Single Variable Calculus, Chapter 3, 3.5, Section 3.5, Problem 59

Determine all the points on the graph of the function $f(x) = 2 \sin x + \sin ^2 x$ at which the tangent line is horizontal.

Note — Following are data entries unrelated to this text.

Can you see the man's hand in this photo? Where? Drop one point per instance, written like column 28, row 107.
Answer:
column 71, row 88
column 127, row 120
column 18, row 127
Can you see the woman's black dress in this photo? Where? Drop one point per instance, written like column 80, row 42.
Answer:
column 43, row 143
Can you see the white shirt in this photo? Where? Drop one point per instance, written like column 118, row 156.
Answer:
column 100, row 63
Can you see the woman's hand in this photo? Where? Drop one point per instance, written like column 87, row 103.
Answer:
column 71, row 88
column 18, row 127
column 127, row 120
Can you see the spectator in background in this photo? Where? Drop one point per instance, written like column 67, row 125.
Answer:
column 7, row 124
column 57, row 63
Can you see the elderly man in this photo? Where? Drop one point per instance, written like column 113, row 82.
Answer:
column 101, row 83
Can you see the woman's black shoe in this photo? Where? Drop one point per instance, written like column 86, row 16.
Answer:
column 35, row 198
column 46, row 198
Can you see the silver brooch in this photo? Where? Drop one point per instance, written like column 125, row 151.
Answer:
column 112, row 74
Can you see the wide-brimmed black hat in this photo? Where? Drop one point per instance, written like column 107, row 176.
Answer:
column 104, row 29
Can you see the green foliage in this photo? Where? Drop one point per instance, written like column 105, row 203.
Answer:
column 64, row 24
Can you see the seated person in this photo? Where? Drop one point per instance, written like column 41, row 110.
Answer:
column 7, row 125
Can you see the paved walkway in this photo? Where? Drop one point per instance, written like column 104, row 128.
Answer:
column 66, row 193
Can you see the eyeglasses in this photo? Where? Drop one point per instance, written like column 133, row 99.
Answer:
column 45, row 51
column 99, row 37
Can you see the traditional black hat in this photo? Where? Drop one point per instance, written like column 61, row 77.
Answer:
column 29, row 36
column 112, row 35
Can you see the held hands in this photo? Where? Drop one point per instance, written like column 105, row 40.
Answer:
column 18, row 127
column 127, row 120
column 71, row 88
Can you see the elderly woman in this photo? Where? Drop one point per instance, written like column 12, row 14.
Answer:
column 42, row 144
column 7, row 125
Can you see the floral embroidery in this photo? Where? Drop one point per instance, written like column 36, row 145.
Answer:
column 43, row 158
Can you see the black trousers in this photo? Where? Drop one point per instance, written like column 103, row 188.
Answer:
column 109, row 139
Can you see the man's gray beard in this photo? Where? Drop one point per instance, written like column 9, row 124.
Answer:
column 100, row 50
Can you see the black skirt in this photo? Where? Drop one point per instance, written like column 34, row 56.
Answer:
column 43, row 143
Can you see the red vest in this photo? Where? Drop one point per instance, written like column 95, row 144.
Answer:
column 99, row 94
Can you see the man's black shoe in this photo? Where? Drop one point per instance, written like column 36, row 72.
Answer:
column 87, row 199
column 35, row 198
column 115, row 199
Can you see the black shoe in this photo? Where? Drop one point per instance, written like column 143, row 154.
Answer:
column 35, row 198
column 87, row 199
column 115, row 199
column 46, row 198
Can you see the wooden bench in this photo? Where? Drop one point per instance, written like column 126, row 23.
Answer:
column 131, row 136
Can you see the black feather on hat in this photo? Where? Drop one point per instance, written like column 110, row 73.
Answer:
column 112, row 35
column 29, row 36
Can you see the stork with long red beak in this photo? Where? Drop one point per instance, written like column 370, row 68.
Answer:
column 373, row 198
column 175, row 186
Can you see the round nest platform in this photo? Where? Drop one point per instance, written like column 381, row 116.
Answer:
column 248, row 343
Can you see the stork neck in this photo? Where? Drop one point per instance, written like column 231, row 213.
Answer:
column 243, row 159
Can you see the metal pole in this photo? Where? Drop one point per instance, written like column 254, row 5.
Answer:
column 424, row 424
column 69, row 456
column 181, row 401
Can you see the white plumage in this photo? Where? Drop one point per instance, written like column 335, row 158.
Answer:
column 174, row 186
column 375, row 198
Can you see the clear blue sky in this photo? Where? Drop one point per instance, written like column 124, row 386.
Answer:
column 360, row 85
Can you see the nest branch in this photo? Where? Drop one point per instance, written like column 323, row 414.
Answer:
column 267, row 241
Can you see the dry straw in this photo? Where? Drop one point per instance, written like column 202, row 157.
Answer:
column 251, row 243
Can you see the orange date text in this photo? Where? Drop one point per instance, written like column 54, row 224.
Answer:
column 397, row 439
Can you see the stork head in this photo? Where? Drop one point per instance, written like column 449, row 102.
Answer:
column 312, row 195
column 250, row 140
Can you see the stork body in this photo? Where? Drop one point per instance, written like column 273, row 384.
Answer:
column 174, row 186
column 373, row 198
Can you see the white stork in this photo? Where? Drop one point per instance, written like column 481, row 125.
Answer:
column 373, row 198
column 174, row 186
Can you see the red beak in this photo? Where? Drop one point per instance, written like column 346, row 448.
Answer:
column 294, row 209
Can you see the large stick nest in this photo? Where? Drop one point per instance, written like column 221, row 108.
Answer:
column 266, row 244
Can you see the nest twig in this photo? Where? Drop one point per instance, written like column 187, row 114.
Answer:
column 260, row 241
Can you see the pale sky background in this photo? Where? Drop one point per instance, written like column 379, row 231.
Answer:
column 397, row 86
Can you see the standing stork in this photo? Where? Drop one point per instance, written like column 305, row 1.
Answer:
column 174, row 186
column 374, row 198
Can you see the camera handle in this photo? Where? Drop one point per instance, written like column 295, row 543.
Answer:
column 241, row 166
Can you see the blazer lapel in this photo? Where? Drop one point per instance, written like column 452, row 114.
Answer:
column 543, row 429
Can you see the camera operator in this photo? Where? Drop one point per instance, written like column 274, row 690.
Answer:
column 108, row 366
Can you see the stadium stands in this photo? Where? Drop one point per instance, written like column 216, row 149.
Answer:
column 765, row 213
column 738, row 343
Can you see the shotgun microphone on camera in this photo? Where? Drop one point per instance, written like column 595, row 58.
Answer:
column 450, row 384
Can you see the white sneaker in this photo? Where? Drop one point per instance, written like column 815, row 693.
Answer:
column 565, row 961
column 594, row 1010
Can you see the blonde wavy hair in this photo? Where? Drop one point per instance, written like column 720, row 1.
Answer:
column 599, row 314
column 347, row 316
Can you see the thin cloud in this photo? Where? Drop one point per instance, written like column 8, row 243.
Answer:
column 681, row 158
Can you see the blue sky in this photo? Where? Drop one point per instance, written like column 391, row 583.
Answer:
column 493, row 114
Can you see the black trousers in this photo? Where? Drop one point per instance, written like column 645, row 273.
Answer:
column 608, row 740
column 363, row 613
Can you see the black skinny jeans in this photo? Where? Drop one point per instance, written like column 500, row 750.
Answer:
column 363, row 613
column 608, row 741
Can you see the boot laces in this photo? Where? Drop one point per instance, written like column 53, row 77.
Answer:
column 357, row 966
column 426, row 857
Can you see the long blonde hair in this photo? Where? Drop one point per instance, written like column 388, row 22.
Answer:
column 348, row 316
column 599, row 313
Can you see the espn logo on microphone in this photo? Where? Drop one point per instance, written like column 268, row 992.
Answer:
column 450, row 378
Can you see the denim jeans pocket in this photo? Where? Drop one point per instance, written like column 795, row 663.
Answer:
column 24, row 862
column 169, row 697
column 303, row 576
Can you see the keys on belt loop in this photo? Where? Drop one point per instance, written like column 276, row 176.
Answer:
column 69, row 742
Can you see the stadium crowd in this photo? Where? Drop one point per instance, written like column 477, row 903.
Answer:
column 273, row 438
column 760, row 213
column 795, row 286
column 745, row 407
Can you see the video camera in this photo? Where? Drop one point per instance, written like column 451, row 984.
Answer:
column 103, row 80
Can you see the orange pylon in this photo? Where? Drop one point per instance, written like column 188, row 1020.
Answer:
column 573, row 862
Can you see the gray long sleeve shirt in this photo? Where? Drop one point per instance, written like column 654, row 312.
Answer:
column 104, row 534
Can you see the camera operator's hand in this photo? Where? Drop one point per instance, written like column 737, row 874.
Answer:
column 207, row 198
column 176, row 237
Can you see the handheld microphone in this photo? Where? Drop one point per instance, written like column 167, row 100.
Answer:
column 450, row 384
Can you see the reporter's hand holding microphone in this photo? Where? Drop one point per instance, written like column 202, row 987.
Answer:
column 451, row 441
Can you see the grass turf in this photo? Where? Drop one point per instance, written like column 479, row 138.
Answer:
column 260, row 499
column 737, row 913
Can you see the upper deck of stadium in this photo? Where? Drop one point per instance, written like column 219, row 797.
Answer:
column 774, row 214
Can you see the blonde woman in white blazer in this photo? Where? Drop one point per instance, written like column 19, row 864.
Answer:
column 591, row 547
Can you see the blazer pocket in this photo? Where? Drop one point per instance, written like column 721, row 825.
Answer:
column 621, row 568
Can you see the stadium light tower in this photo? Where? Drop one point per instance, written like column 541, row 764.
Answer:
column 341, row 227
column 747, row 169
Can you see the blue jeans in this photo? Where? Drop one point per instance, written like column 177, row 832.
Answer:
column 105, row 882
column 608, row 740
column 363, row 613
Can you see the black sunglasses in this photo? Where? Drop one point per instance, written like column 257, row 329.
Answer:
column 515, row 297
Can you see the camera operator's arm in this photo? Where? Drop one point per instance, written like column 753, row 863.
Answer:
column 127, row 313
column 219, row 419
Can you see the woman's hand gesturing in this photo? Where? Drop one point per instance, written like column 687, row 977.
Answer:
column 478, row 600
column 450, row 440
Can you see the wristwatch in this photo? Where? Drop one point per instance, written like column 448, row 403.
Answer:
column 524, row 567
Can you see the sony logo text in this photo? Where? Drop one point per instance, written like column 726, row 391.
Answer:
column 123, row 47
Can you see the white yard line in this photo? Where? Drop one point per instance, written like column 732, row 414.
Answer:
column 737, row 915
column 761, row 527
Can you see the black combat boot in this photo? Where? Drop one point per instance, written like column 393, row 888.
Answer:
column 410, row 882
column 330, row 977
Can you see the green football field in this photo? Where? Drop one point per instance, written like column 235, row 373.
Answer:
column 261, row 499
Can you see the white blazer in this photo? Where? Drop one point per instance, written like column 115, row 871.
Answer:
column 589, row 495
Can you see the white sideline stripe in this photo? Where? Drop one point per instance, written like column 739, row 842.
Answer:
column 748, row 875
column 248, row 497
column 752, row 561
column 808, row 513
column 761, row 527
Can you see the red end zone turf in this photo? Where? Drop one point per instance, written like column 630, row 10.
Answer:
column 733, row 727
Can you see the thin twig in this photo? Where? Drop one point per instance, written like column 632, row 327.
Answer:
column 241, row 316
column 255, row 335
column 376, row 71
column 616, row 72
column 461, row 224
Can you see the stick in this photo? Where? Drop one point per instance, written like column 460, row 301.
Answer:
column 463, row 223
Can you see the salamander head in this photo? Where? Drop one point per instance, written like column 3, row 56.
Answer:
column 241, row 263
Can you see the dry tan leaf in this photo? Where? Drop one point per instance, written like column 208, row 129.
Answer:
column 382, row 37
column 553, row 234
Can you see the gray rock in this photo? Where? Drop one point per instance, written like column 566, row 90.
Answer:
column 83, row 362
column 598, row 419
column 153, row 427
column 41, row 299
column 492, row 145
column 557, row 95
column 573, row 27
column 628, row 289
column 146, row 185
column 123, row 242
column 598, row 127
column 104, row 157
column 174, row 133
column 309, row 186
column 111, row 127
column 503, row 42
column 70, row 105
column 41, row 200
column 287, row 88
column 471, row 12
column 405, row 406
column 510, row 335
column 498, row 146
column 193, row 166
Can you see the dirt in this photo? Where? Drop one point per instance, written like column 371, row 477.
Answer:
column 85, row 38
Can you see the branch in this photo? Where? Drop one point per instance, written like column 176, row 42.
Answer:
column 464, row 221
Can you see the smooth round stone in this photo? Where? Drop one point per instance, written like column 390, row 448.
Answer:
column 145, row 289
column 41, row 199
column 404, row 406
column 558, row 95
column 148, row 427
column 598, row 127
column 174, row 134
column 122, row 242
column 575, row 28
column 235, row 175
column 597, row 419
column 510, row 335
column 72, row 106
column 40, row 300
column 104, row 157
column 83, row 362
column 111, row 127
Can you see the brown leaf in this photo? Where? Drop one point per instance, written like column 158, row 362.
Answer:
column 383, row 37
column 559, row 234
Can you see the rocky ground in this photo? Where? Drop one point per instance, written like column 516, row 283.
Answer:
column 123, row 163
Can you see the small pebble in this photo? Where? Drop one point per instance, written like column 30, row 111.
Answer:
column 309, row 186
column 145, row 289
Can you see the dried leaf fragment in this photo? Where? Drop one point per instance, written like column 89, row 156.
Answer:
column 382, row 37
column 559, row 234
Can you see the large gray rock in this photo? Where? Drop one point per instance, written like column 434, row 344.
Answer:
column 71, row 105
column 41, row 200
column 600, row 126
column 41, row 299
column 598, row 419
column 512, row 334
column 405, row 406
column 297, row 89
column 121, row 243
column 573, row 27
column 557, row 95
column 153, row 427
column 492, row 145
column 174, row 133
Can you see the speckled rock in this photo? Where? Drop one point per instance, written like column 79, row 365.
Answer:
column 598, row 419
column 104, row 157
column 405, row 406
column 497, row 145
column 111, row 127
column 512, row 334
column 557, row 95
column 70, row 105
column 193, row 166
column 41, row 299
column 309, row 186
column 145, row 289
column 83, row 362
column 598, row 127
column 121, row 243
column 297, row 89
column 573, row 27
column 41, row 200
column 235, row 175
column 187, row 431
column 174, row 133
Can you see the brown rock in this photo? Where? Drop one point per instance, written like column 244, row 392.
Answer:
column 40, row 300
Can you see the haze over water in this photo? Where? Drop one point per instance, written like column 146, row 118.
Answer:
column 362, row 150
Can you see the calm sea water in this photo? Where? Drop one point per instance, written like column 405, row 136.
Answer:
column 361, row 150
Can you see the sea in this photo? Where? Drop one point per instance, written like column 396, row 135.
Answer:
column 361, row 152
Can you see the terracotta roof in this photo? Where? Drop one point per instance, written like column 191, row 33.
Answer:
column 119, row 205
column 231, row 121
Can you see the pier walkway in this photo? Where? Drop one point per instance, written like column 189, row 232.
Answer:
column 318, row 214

$\begin{equation} \begin{aligned} f'(x) = m =& \frac{d}{dx} (2 \sin x + \sin ^2 x ) \qquad \qquad \text{Where $m = 0$ because tangent line is horizontal} \\ \\ m =& 2 \frac{d}{dx} (\sin x) + \frac{d}{dx} (\sin x)^2 \\ \\ m =& 2 \cos x + 2 \sin x \cdot \frac{d}{dx} (\sin x) \\ \\ m =& 2 \cos x (1 + \sin x) \\ \\ 0 =& 2 \cos x (1 + \sin x) \end{aligned} \end{equation}$


$\begin{array}{c||c} 2 \cos x = 0 & \sin x + 1 = 0 \\ \displaystyle \frac{2 \cos x}{2} = \frac{0}{2} & \sin x = -1 \\ \cos x = 0 & \end{array}$

Using the Unit Circle Diagram







$\displaystyle x = \frac{\pi}{2} + 2 \pi n, \qquad \qquad x = \frac{3 \pi}{2} + 2 \pi n \qquad \qquad$ (where $2 \pi n$ refers to the succeeding periods where $n$ is any number)

Solving for $y$


$\begin{equation} \begin{aligned} f \left( \frac{\pi}{2} \right) =& 2 \sin x + \sin^2 x \\ \\ f \left( \frac{\pi}{2} \right) =& 2 \sin \left( \frac{\pi}{2} \right) + \sin ^2 \left( \frac{\pi}{2} \right) \\ \\ f \left( \frac{\pi}{2} \right) =& 2 + 1 \\ \\ f \left( \frac{\pi}{2} \right) =& 3 \\ \\ f \left( \frac{3 \pi}{2} \right) =& 2 \sin x + \sin ^2 (x) \\ \\ f \left( \frac{3 \pi}{2} \right) =& 2 \sin \left( \frac{3 \pi}{2} \right) + \sin ^2 \left( \frac{3 \pi}{2} \right) \\ \\ f \left( \frac{3 \pi}{2} \right) =& -2 + 1 \\ \\ f \left( \frac{3 \pi}{2} \right) =& -1 \end{aligned} \end{equation}$


The points on the given function which the tangent is horizontal are $\displaystyle \left( \frac{3 \pi}{2} + 2 \pi n, -1 \right)$.